President and Fellows of Harvard College v. PECO Energy Company, 57 Mass.App.Ct. 888, 896 (2003).
Obviously, any resolution of the ambiguity must follow, at minimum, a hearing and the presentation of extrinsic evidence. That cannot be accomplished on the present record. Thus, at this time the Court must consider the situation, cognizant of the fact that it is Belkin’s burden to show his likelihood of success. Given the ambiguity in the Holdings, LLC Agreement caused by the language in the NBA Undertaking this Court cannot conclude that Belkin has carried his burden. With the prospects for ultimate determination of the ambiguities in balance, this Court is reluctant “to order the plaintiff and the defendant(s) into an uneasy harness.” Westinghouse Broadcasting Co., Inc. v.

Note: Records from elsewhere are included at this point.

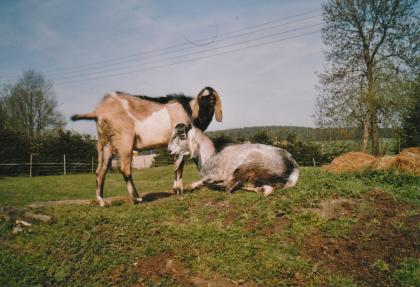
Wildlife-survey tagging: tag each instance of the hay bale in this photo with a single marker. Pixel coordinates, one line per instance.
(412, 154)
(396, 162)
(350, 162)
(407, 161)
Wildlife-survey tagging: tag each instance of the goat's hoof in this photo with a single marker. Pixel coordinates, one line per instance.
(267, 190)
(137, 200)
(178, 191)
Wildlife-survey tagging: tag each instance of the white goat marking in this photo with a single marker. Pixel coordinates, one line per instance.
(205, 93)
(146, 128)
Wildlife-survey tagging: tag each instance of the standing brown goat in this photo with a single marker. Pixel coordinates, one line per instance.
(126, 122)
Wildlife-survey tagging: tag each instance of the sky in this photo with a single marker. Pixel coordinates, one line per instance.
(260, 56)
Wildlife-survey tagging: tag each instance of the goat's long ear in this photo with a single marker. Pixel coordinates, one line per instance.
(218, 107)
(194, 108)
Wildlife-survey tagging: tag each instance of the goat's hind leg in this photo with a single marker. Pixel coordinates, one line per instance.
(104, 158)
(265, 190)
(179, 168)
(232, 186)
(195, 185)
(125, 168)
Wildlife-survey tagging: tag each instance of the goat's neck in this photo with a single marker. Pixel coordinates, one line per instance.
(206, 148)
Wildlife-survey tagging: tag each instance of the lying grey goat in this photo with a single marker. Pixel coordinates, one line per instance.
(254, 167)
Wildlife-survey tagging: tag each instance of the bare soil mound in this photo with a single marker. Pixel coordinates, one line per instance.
(374, 238)
(351, 161)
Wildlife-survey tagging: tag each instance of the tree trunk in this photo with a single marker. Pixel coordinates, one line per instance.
(374, 130)
(365, 138)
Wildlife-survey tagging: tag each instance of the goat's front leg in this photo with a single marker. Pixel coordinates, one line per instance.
(179, 168)
(195, 185)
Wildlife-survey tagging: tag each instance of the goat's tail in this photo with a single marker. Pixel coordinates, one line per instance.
(294, 175)
(88, 116)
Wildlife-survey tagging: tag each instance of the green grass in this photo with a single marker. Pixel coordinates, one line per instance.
(234, 236)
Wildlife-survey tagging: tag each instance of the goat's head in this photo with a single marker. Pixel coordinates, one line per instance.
(206, 104)
(178, 145)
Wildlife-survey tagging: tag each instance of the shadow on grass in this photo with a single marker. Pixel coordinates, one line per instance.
(156, 196)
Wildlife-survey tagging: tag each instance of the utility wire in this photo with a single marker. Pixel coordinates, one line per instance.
(130, 61)
(191, 60)
(117, 59)
(199, 52)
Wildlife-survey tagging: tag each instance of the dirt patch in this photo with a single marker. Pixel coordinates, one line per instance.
(164, 264)
(382, 232)
(333, 208)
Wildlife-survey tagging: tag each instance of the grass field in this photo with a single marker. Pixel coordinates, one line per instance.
(330, 230)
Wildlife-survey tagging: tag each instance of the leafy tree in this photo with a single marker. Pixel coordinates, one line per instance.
(30, 105)
(411, 121)
(261, 137)
(370, 43)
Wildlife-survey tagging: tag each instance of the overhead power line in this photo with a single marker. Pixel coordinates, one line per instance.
(182, 46)
(173, 51)
(211, 49)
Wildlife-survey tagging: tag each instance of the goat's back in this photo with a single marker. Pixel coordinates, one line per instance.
(250, 163)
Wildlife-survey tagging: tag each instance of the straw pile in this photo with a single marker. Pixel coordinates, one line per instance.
(407, 161)
(349, 162)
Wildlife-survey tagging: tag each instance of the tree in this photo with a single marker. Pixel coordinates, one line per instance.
(339, 104)
(411, 120)
(369, 42)
(30, 105)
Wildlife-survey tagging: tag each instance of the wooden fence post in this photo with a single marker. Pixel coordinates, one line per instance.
(30, 166)
(64, 165)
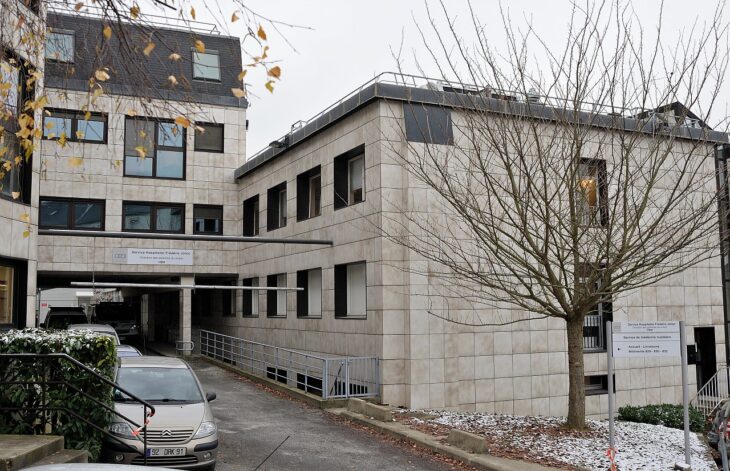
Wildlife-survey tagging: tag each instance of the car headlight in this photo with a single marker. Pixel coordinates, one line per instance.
(206, 429)
(122, 429)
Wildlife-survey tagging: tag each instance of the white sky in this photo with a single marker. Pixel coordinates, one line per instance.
(350, 42)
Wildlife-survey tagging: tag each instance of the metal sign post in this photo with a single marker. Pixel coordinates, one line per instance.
(648, 339)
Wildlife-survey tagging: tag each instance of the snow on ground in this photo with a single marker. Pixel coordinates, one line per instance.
(543, 440)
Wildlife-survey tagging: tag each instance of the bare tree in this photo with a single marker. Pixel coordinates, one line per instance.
(568, 182)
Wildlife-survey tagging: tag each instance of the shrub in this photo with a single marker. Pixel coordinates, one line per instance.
(669, 415)
(66, 407)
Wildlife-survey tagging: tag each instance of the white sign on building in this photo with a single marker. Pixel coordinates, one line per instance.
(646, 339)
(152, 256)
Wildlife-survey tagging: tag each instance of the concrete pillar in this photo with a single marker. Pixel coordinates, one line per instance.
(186, 308)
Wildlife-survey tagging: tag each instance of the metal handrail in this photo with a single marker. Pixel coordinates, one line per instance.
(65, 357)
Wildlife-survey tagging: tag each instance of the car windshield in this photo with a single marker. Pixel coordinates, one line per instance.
(159, 384)
(61, 321)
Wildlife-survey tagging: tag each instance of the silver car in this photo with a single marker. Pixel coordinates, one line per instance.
(182, 434)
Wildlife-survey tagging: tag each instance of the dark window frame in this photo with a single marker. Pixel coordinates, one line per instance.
(248, 298)
(208, 206)
(251, 226)
(303, 193)
(341, 184)
(340, 287)
(77, 116)
(303, 295)
(194, 51)
(272, 302)
(71, 202)
(154, 206)
(273, 211)
(66, 32)
(223, 138)
(153, 155)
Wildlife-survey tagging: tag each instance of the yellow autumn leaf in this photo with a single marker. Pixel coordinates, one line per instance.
(275, 72)
(182, 121)
(148, 50)
(101, 75)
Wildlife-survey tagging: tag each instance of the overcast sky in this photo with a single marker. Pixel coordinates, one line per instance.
(347, 43)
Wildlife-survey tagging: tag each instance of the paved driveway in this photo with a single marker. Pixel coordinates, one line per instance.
(252, 423)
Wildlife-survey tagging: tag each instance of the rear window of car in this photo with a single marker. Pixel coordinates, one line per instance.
(62, 321)
(159, 384)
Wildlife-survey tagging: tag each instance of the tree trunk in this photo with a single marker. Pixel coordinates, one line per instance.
(576, 389)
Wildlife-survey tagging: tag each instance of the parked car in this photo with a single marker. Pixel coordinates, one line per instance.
(182, 434)
(121, 316)
(62, 317)
(127, 351)
(102, 329)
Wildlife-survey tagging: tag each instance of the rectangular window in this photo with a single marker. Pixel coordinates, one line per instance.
(309, 194)
(206, 65)
(276, 299)
(429, 124)
(60, 45)
(349, 183)
(73, 126)
(154, 149)
(350, 290)
(251, 216)
(57, 213)
(276, 210)
(592, 195)
(209, 137)
(153, 217)
(250, 298)
(207, 219)
(309, 300)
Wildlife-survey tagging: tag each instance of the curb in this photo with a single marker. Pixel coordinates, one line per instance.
(400, 431)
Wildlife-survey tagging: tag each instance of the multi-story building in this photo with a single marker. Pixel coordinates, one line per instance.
(119, 156)
(336, 177)
(21, 55)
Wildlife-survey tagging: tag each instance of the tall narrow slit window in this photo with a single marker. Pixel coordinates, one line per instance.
(154, 149)
(349, 182)
(350, 290)
(251, 216)
(309, 194)
(309, 299)
(592, 194)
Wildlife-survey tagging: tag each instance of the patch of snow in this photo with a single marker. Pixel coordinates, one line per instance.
(639, 446)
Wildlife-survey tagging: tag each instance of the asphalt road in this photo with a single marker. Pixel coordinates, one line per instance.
(253, 422)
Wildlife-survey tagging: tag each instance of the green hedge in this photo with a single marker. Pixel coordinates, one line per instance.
(95, 351)
(669, 415)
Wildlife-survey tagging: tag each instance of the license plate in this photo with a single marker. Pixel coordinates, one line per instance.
(166, 451)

New England Patriots Football Club, Inc., 10 Mass.App.Ct. 70, 74 (1980).
As matters presently stand, Belkin has not yet been removed. All that has occurred is that the Commissioner has pre-approved such removal and, apparently, pre-approved the designation of Michael Gearon, Jr. as Belkin’s replacement.
To complete Belkin’s removal as NBA Governor, the BOM now must comply strictly with the requirements therefor in the Holdings, LLC Agreement. This involves “written notice from the Board of Managers only in the event that the Board of Managers (based on an affirmative vote corresponding to an aggregate Voting Interest in excess of 50%) determines that he has taken a Removable Action and such Removable Action is not rescinded . . . within five (5) Business Days after written notice thereof is provided to him.” Para. 5.1(k)(iii). This includes: a duly noticed meeting of the BOM, pursuant to paragraph 5.2(b), at which the notice to remove is voted upon; written notice to Belkin of the results of that vote thereafter; and, the expiration of the five-day cure or rescission period that begins with the notice of removal. To what extent any of the foregoing has occurred is not something that this Court can determine on the record presented.
ORDER
For the reasons stated above, the preliminary injunction issued on August 9, 2005, is hereby DISSOLVED.
This dissolution, however, is not intended and should not be construed as a ruling on the issue of whether the Board of Managers’ actions to be taken at 3:00 p.m. on August 12, 2005, or at any subsequent date, are legally effective to cause the removal of Steven B. Belkin from his position as NBA Governor in the absence of full and complete compliance with paragraph 5. l(k) of the Amended and Restated Limited Liability Company Agreement of HTPA Holding Company, LLC and section 5(d) of the Agreement and Undertaking of the parties with the National Basketball Association, including, without limitation, affording Belkin the opportunity and right to rescind and cure any Removable Action in accordance with paragraph 5.1(k)(iii).
Further, this dissolution is not to be deemed or treated as the law of this case and is to have no effect whatsoever on any later resolution of the ambiguities discussed above
This fact that does not stop the Commissioner from lecturing the Court on how to interpret that contract.
Belkin’s Initial Term does not expire until March 31, 2009.